Borrelia burgdorferi, the bacterium that causes Lyme disease, is transmitted between vertebrate hosts by a tick vector in an enzootic cycle. While in a mammal, B. burgdorferi uses the sugar glucose from the blood of its host as a source of carbon for glycolysis, a metabolic pathway that converts the glucose into energy. While in the tick, however, there is a period of time when the blood meal is consumed and a different source of carbon needs to be utilized. A set of genes called the glp operon allows B. burgdorferi to use the sugar alcohol glycerol as a carbon source during this time of nutrient stress. The third gene in the operon, encoding glycerol-3-phosphate dehydrogenase, is the gateway between using glycerol as a carbon source for energy or shuttling it into a different metabolic pathway for membrane synthesis. Crystal structures of GlpD from Escherichia coli reveal two parts: a catalytic, membrane-associated domain and a small soluble “cap” domain. Preliminary data on the RNA landscape of the glp operon suggest that the cap domain in B. burgdorferi is produced independently and made as a separate protein from the entire GlpD. I hypothesized that the cap domain has a regulatory function.
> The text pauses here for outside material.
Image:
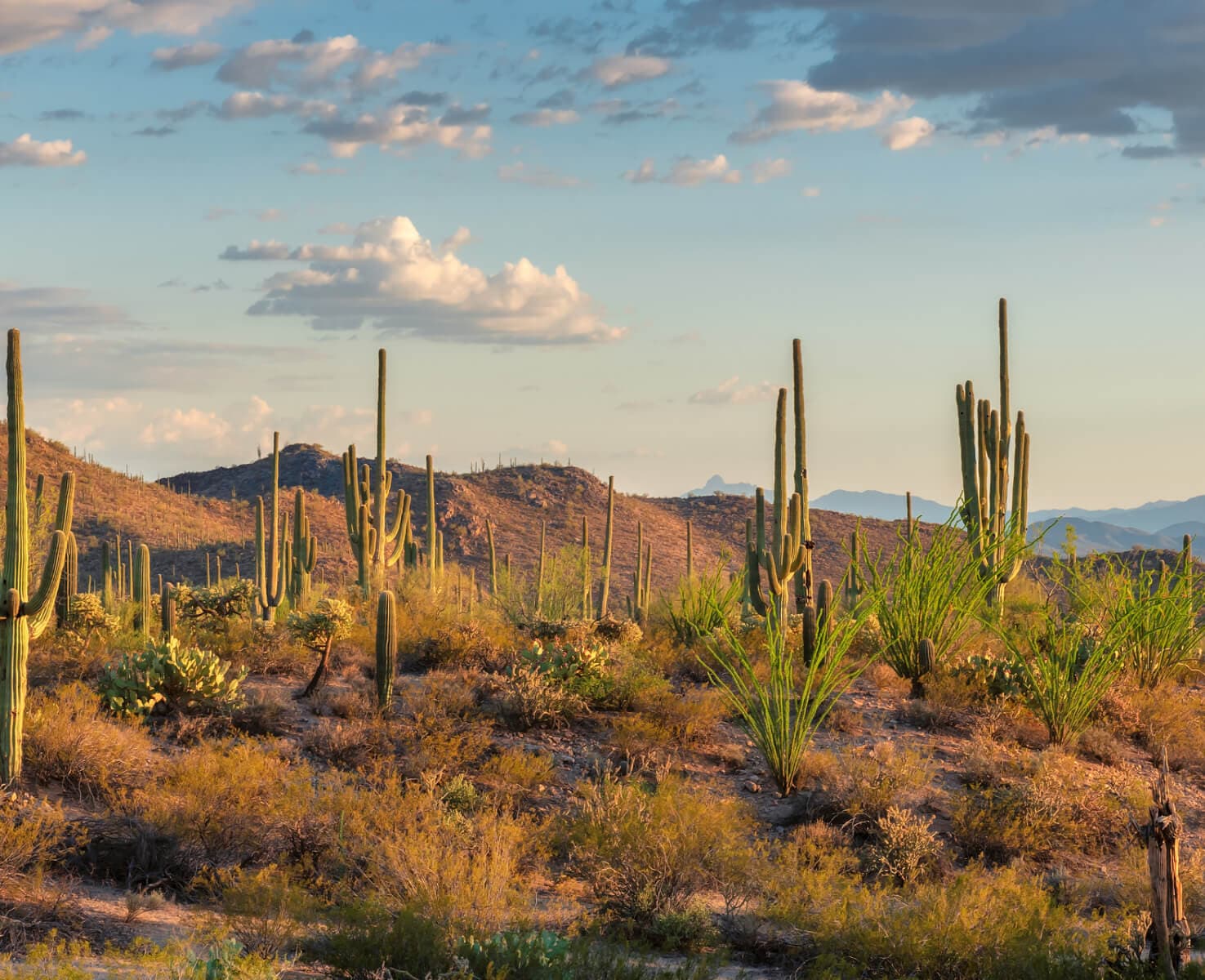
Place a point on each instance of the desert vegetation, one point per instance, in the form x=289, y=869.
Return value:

I have accomplished my goal of purifying the cap domain from B. burgdorferi GlpD to near homogeneity and now plan to assay its ability to bind to different molecules in order to assess its function in B. burgdorferi. Additionally, I will test the conditions under which the bacterium synthesizes this independent cap domain, and eventually I will attempt to crystallize the cap domain in order to determine its structure.